Hi all. I have the following model to pull estimated metric deltas or lifts (percentage impact) for a/b tests (experiments), with very intuitive results, where experiment lifts, which are more uncertain are pulled towards zero, while more certain experiment lifts are kept as is (see included chart)

experiment_ids = np.array([f"exp{i+1:>02.0f}"for i in range(30)])
experiment_lifts = np.array([-0.02, -0.05, -0.011, -0.011, -0.011, -0.021, -0.013, -0.01, -0.0011, -0.0021, -0.0031, -0.0021, -0.0011, -0.0001, -0.0001, -0.0001, 0.001, 0.002, 0.003, 0.003, 0.003, 0.003, 0.01, 0.01, 0.012, 0.013, 0.013, 0.015, 0.02, 0.05])
standard_errors = np.array([0.002, 0.0002, 0.02, 0.01, 0.003, 0.002, 0.0002, 0.02, 0.01, 0.003, 0.002, 0.0002, 0.02, 0.01, 0.003, 0.002, 0.0002, 0.02, 0.01, 0.003, 0.002, 0.0002, 0.02, 0.01, 0.003, 0.002, 0.0002, 0.02, 0.01, 0.003,])

with pm.Model() as normal_normal_non_centered_model:
    normal_normal_non_centered_model.add_coord("experiment", experiment_ids)

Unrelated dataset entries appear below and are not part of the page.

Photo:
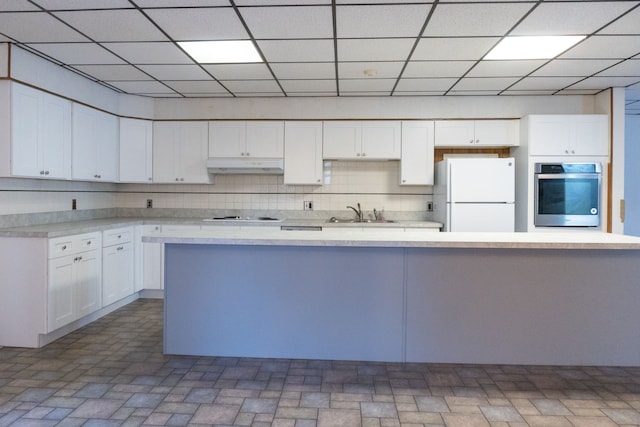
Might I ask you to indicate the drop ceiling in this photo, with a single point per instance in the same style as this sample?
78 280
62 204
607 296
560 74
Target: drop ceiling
332 48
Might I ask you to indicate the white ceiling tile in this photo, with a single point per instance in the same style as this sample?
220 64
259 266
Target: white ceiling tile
209 86
77 53
578 92
176 72
430 49
354 70
314 70
280 2
504 68
437 68
418 93
181 3
474 92
544 83
491 19
574 67
484 83
113 25
605 82
220 23
260 94
605 47
554 18
630 67
528 92
290 86
149 53
113 72
140 86
289 22
374 50
381 20
252 86
239 71
312 94
297 50
628 24
367 85
33 27
425 85
83 4
16 6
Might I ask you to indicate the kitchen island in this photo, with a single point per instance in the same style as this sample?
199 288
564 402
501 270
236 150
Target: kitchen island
515 298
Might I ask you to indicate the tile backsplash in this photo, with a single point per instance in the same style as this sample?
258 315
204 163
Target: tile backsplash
372 184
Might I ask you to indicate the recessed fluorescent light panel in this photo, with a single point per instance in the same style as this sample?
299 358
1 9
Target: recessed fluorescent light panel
222 51
532 47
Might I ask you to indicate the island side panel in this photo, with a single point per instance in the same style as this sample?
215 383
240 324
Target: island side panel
278 301
519 306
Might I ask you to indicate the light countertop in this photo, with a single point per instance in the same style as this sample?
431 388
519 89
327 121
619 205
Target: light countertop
405 239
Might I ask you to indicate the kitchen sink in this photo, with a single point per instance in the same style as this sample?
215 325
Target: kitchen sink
333 219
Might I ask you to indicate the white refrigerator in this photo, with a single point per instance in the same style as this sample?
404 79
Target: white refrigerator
475 194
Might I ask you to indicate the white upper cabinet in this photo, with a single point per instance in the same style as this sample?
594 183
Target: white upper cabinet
567 135
416 164
180 152
477 133
136 145
303 153
362 140
94 144
260 139
40 134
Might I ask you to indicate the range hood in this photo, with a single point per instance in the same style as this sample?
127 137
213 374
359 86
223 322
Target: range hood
235 165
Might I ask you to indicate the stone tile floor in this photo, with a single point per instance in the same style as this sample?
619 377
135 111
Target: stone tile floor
113 373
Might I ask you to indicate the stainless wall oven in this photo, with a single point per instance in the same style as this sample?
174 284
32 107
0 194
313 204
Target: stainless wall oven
567 194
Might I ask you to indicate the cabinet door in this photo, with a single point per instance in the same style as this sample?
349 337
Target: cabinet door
61 298
25 125
381 140
136 145
193 149
497 133
303 153
165 151
152 260
88 282
416 164
227 139
342 139
589 135
265 139
107 135
117 276
95 145
454 133
549 135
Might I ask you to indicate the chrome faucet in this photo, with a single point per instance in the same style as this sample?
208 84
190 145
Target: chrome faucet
357 211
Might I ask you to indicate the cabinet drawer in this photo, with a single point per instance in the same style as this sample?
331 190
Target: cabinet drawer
69 245
117 235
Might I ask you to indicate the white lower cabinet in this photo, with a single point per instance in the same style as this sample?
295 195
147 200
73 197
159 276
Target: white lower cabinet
75 278
117 265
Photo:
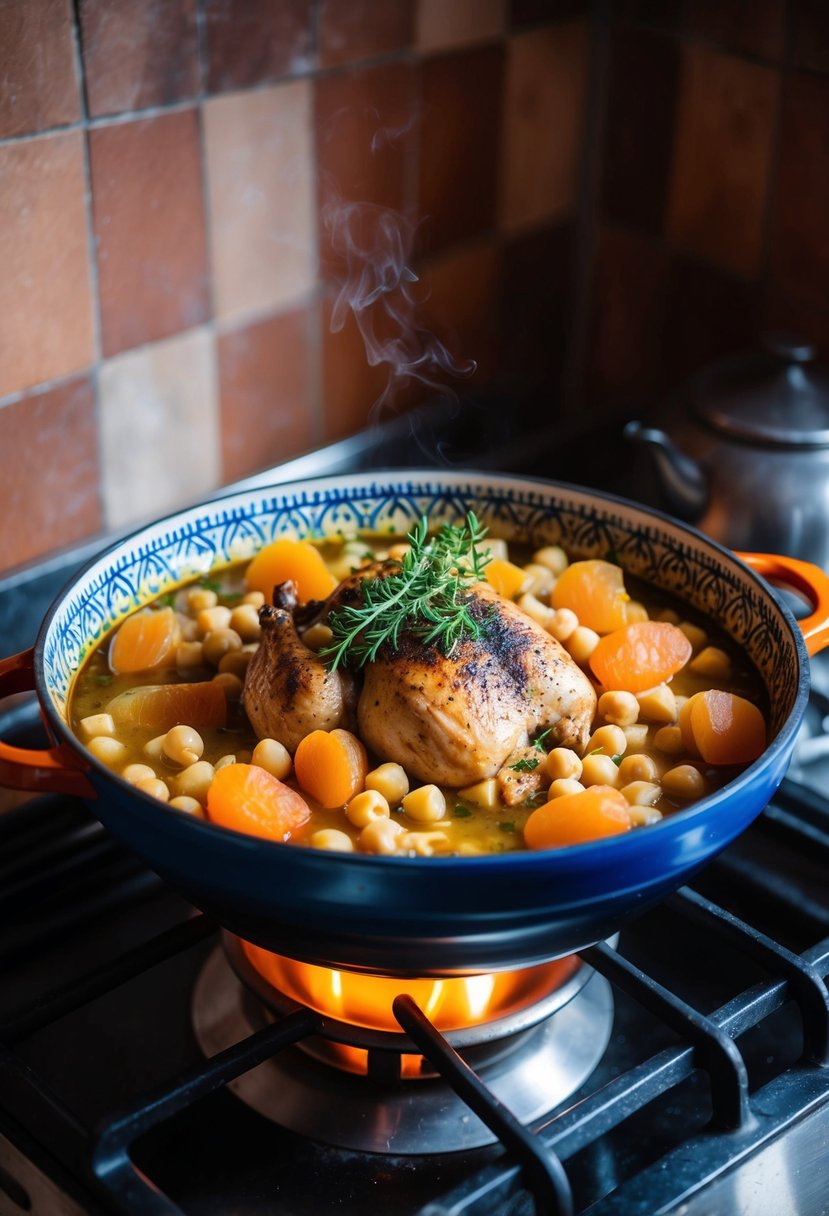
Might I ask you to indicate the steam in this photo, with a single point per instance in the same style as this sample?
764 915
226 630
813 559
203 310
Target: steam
373 245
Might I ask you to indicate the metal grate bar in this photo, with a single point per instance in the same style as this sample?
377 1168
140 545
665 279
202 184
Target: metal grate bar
715 1050
164 945
129 1189
543 1174
805 983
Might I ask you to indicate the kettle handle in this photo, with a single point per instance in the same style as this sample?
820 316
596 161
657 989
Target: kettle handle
810 580
46 770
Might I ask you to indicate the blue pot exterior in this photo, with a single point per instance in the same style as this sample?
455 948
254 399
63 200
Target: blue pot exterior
429 916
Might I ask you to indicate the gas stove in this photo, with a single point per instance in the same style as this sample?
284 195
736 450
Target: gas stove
150 1064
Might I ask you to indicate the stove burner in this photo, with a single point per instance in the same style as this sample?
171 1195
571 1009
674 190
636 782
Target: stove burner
531 1069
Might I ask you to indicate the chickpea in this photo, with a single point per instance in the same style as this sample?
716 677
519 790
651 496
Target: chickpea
366 808
231 684
610 738
483 793
108 752
390 781
563 786
581 643
598 770
564 624
136 772
382 836
182 746
218 643
332 840
154 748
195 780
244 620
683 782
210 619
658 704
235 663
669 739
426 804
642 793
154 787
553 557
189 805
272 756
637 767
540 613
199 598
620 708
95 726
563 763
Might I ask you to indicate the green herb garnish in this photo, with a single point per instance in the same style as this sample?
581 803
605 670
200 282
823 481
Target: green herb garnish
427 598
525 765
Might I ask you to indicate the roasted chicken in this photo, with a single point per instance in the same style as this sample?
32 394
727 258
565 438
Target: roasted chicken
450 720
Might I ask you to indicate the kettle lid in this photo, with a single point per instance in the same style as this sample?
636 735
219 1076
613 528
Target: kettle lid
777 397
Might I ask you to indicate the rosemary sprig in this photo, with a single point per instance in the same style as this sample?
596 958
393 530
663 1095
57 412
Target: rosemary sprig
426 598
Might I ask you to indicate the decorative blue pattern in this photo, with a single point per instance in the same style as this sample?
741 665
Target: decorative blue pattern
670 557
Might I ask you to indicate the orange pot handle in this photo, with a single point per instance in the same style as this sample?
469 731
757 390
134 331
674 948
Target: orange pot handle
810 580
44 771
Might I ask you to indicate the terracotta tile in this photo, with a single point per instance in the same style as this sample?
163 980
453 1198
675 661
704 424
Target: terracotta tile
751 27
148 228
137 55
260 186
365 138
627 316
709 314
159 428
351 388
461 308
254 41
535 307
45 299
441 26
542 124
800 238
811 34
722 158
356 29
49 472
638 133
264 393
37 66
462 102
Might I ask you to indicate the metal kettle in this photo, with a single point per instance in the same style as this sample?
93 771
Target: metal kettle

    lifts = pm.Data("lifts", experiment_lifts, dims="experiment")
    standard_errors = pm.Data(
        "standard_errors", standard_errors, dims="experiment"
    )

    M = pm.Normal("M", mu=0, sigma=0.02)
    s = pm.HalfNormal("s", 0.02)
    noise = pm.Normal(
        "noise", mu=0, sigma=1, dims="experiment"
    )  
    delta = pm.Deterministic("delta", M + s * noise, dims="experiment")
    obs = pm.Normal(
        "obs", mu=delta, sigma=standard_errors, observed=lifts, dims="experiment"
    )

with normal_normal_non_centered_model:
    idata = pm.sample(tune=15000, target_accept=0.99)

with normal_normal_non_centered_model:
    idata.extend(pm.sample_posterior_predictive(idata))

posterior_pred_samples = idata.posterior_predictive["obs"]
posterior_pred_mean = posterior_pred_samples.mean(("chain", "draw"))
posterior_pred_se = posterior_pred_samples.std(axis=(0, 1))

However, when I try out of sample prediction, the posterior predictions are all centered around zero and behave very differently:

new_experiment_ids = np.array(["new_exp1", "new_exp2", "new_exp3", "new_exp4"])
new_lifts = np.array([-0.02, 0.01, 0.02, 0.05])
new_standard_errors = np.array([0.002, 0.0002, 0.02, 0.003])

# Define the new coordinates
new_coords = {"experiment_variant": new_experiment_ids}

with normal_normal_non_centered_model:
    # Update the dimensions to match new data
    pm.set_data({"lifts": new_lifts, "standard_errors": new_standard_errors}, coords=new_coords)

    # Draw posterior predictive samples using the updated model with new data
    out_of_sample_predictions = pm.sample_posterior_predictive(idata, predictions=True)

posterior_pred_samples = out_of_sample_predictions.predictions["obs"]
posterior_pred_mean = posterior_pred_samples.mean(("chain", "draw"))
posterior_pred_se = posterior_pred_samples.std(axis=(0, 1))

Is it an issue with model specifications, or I am doing out of sample predictions incorrectly? Thanks a loft for you support!

Sounds similar to BUG: Using a length-only coord causes it to be volatile · Issue #7376 · pymc-devs/pymc · GitHub

1 Like

Sounds similar to BUG: Using a length-only coord causes it to be volatile · Issue #7376 · pymc-devs/pymc · GitHub

@ricardoV94 I can see that this bug has already been fixed, but it did not address my issue. It’s probably something else, like the way I use new (out of sample data) or the model specification issue. Thanks!